Mehr Verbindungen: Mit dem neuen Fahrplan ab dem 13. Dezember baue die DB den Fahrplan nochmals deutlich aus. Zwischen Hamburg und Berlin seien die Züge erstmals im Halbstunden-Takt unterwegs.

Mehr Raum: Nur noch 60 Prozent der Sitze im Fernverkehr seien reservierbar. Die DB informiere über die Auslastung der Züge aktuell im Netz.

Mehr Maskenkontrollen: Die DB erhöhe im Dezember nochmal die Präsenz ihrer Sicherheitskräfte: In bis zu 50 Prozent aller Fernverkehrszüge seien Sicherheitsteams an Bord, die darauf achten sollen, dass die Maskenpflicht eingehalten wird.

Mehr Kundeninformation: 25.000 Ansagen in Bahnhöfen, 7500 Monitore und LED-Anzeigen der Fernverkehrsflotte, 6500 Plakate in Zügen ohne digitale Anzeigen, 230.000 Aufkleber in Bahnhöfen sollen über sicheres Reisen infomieren, heißt es weiter.

Mehr Sauberkeit und Hygiene: 4300 Reinigungskräfte seien für Sauberkeit und Hygiene in Zügen und am Bahnhof im Einsatz.
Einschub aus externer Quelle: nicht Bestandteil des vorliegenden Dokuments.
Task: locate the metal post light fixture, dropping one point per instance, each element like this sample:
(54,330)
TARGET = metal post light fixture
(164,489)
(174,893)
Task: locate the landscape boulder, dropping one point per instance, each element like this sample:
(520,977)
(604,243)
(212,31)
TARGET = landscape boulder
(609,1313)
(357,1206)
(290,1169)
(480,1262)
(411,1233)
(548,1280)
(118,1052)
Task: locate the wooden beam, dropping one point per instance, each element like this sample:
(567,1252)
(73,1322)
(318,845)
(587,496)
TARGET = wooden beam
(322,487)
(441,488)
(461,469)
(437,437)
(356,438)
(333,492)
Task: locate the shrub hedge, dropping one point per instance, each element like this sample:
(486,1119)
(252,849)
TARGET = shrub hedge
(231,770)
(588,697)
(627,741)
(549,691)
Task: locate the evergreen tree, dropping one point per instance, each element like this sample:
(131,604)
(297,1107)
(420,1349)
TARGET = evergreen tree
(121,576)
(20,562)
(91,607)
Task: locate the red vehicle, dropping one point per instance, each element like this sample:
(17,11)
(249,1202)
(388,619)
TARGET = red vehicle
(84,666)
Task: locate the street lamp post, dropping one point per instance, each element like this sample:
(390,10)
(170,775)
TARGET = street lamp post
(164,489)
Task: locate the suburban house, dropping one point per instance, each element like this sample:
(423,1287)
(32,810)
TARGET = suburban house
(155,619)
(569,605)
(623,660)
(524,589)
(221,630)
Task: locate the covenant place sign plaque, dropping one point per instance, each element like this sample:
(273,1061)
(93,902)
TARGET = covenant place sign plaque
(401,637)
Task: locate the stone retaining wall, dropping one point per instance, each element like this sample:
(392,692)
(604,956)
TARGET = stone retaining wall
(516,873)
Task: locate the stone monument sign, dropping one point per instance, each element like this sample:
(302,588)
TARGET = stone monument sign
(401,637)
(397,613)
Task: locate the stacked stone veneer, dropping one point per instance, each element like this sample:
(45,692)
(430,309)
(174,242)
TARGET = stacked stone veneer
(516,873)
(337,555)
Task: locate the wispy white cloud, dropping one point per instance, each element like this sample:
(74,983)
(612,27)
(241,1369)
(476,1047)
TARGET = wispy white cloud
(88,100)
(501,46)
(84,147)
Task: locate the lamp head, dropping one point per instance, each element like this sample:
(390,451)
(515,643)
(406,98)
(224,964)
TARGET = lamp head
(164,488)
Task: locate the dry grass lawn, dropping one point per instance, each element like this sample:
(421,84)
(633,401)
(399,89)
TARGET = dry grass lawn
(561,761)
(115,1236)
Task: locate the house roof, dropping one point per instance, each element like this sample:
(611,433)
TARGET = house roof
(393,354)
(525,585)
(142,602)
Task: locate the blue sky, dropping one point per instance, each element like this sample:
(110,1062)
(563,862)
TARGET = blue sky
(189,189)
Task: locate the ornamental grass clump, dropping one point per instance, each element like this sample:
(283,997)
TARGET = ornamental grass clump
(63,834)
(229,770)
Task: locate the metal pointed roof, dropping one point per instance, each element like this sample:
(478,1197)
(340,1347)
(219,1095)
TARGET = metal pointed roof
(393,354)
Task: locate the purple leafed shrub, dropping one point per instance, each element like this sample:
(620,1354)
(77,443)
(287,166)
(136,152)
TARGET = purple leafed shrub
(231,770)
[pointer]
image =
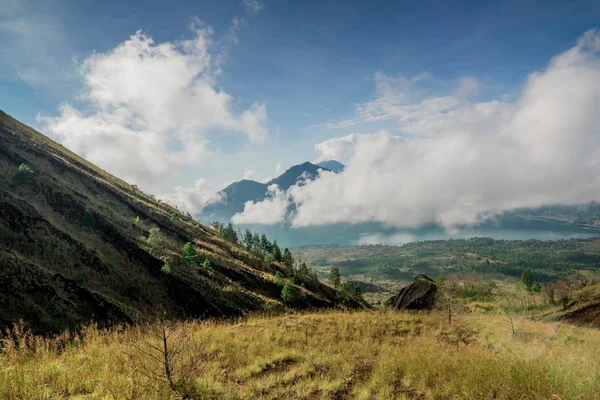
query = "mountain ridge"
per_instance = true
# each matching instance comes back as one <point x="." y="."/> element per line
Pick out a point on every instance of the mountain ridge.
<point x="236" y="194"/>
<point x="78" y="245"/>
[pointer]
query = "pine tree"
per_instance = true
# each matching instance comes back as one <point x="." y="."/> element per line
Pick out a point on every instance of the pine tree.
<point x="256" y="243"/>
<point x="248" y="239"/>
<point x="335" y="277"/>
<point x="265" y="245"/>
<point x="276" y="251"/>
<point x="289" y="293"/>
<point x="527" y="278"/>
<point x="288" y="259"/>
<point x="190" y="255"/>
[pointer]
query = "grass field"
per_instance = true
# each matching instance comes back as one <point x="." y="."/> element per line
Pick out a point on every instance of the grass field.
<point x="337" y="355"/>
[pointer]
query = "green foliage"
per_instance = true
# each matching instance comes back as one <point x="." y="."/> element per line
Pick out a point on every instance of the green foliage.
<point x="527" y="278"/>
<point x="277" y="251"/>
<point x="190" y="255"/>
<point x="23" y="175"/>
<point x="166" y="268"/>
<point x="256" y="243"/>
<point x="547" y="260"/>
<point x="247" y="240"/>
<point x="228" y="233"/>
<point x="289" y="293"/>
<point x="350" y="294"/>
<point x="288" y="259"/>
<point x="156" y="238"/>
<point x="265" y="245"/>
<point x="335" y="276"/>
<point x="279" y="278"/>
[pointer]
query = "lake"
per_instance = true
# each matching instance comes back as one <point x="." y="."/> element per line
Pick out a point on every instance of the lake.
<point x="505" y="227"/>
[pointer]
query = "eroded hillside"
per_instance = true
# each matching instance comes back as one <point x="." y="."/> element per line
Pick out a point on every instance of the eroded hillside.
<point x="74" y="248"/>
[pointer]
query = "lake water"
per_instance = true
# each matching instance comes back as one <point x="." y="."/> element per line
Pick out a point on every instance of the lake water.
<point x="506" y="227"/>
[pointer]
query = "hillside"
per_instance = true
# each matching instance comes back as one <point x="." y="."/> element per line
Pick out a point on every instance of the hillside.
<point x="238" y="193"/>
<point x="76" y="246"/>
<point x="334" y="355"/>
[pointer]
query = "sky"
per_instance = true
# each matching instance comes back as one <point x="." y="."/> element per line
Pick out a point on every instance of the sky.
<point x="183" y="97"/>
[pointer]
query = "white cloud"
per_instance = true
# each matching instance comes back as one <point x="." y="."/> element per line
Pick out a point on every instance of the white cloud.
<point x="194" y="199"/>
<point x="150" y="107"/>
<point x="467" y="86"/>
<point x="252" y="6"/>
<point x="473" y="160"/>
<point x="268" y="212"/>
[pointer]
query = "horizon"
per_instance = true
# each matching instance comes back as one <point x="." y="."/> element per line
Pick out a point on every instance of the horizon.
<point x="246" y="90"/>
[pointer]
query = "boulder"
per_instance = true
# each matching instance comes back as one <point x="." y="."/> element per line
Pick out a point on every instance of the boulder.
<point x="419" y="295"/>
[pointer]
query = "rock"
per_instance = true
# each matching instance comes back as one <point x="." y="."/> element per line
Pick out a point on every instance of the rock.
<point x="419" y="295"/>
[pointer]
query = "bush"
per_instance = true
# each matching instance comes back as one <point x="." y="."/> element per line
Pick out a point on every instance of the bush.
<point x="190" y="255"/>
<point x="289" y="293"/>
<point x="23" y="175"/>
<point x="350" y="294"/>
<point x="156" y="238"/>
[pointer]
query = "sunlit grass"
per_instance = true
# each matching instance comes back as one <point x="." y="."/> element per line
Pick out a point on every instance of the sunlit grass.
<point x="364" y="355"/>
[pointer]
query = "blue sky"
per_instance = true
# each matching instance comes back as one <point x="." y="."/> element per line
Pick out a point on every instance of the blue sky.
<point x="309" y="63"/>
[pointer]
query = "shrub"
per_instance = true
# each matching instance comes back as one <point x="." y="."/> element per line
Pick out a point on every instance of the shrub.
<point x="190" y="255"/>
<point x="23" y="175"/>
<point x="156" y="238"/>
<point x="335" y="276"/>
<point x="289" y="293"/>
<point x="527" y="278"/>
<point x="350" y="294"/>
<point x="279" y="278"/>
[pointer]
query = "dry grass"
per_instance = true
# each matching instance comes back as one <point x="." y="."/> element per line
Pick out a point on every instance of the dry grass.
<point x="337" y="355"/>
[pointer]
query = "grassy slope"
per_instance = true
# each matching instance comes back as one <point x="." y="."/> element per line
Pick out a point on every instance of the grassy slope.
<point x="335" y="355"/>
<point x="70" y="251"/>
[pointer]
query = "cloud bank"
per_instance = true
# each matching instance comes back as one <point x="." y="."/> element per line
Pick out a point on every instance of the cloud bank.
<point x="148" y="107"/>
<point x="461" y="161"/>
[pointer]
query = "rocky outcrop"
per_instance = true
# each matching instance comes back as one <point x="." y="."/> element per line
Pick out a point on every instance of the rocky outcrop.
<point x="419" y="295"/>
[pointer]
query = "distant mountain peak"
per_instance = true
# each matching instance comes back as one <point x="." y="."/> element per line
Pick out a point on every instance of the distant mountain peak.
<point x="240" y="192"/>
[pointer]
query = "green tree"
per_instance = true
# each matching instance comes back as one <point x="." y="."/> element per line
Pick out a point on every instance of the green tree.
<point x="335" y="276"/>
<point x="289" y="293"/>
<point x="288" y="259"/>
<point x="190" y="255"/>
<point x="24" y="174"/>
<point x="229" y="234"/>
<point x="527" y="278"/>
<point x="156" y="238"/>
<point x="256" y="243"/>
<point x="276" y="251"/>
<point x="265" y="245"/>
<point x="248" y="239"/>
<point x="279" y="278"/>
<point x="350" y="294"/>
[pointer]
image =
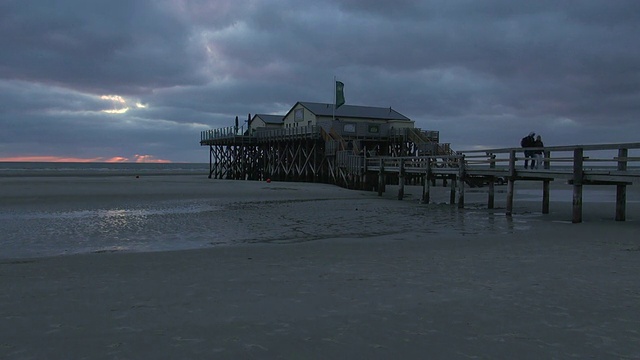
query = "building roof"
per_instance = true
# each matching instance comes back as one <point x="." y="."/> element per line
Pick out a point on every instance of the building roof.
<point x="270" y="119"/>
<point x="353" y="111"/>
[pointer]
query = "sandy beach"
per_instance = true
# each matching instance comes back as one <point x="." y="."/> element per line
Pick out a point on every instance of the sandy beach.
<point x="309" y="271"/>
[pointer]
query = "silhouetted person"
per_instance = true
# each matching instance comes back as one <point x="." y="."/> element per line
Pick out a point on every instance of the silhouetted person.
<point x="528" y="142"/>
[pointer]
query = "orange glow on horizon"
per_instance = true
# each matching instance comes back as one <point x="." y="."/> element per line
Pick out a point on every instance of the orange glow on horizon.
<point x="115" y="159"/>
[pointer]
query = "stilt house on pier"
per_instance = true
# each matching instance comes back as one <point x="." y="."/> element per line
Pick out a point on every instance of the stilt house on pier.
<point x="313" y="142"/>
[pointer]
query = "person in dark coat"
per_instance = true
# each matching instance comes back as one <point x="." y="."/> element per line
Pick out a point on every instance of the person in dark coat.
<point x="537" y="154"/>
<point x="528" y="142"/>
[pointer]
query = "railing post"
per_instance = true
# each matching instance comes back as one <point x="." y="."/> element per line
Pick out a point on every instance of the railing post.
<point x="621" y="189"/>
<point x="578" y="159"/>
<point x="511" y="181"/>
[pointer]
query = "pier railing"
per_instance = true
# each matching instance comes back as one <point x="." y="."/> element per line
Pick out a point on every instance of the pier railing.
<point x="286" y="134"/>
<point x="221" y="133"/>
<point x="579" y="165"/>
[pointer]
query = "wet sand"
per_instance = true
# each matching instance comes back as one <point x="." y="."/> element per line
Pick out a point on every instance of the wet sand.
<point x="337" y="274"/>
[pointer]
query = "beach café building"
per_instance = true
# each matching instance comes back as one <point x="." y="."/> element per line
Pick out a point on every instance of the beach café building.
<point x="350" y="121"/>
<point x="314" y="140"/>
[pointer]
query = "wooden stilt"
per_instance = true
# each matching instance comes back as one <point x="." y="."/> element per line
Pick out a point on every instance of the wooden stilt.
<point x="426" y="185"/>
<point x="401" y="180"/>
<point x="578" y="158"/>
<point x="460" y="183"/>
<point x="621" y="189"/>
<point x="511" y="181"/>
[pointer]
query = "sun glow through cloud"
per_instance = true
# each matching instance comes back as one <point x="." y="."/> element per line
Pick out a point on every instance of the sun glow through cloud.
<point x="120" y="104"/>
<point x="136" y="158"/>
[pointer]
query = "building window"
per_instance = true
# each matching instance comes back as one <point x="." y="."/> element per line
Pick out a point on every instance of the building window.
<point x="349" y="128"/>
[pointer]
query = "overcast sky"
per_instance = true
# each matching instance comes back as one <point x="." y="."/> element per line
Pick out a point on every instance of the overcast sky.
<point x="138" y="80"/>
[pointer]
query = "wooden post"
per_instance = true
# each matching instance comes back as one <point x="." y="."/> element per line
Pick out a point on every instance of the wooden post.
<point x="510" y="183"/>
<point x="210" y="160"/>
<point x="426" y="185"/>
<point x="461" y="174"/>
<point x="401" y="180"/>
<point x="578" y="159"/>
<point x="492" y="186"/>
<point x="545" y="185"/>
<point x="452" y="193"/>
<point x="381" y="178"/>
<point x="621" y="189"/>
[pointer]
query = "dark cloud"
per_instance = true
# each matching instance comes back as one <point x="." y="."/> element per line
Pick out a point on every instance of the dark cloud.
<point x="481" y="72"/>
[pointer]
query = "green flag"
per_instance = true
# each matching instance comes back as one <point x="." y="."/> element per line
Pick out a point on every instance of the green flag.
<point x="339" y="94"/>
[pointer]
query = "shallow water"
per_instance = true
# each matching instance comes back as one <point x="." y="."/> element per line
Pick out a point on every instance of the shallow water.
<point x="161" y="214"/>
<point x="172" y="225"/>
Innovative Reinigungskonzepte wie UV-Licht zur Desinfektion an Rolltreppen oder Speziallack zum Schutz vor Viren und Bakterien auf Treppenhandläufen und Bedienungsknöpfen in Aufzügen sollen für noch mehr Sauberkeit sorgen, sagt die Bahn. 650 Desinfektionsspender stünden den Reisenden gratis zur Verfügung.

Mehr Kundenlenkung: Wegeleitsysteme, Mindestabstandsmarkierungen auf dem Boden vor allen DB-Informationen, in den Reisezentren und vor vielen Geschäften in den Bahnhöfen sollen die Reisenden dabei unterstützen, Abstand zu halten.

Mehr Planbarkeit: Ein neues Tool in der App Bahnhof Live zeige für mehr als 100 Bahnhöfe an, wie voll der jeweilige Start- und Zielbahnhof ist. Reisende könnten durch die neue Anzeige sehen, ob ihr Bahnhof aktuell weniger, genauso oder stärker besucht ist als im Vergleich zu den Vorwochen.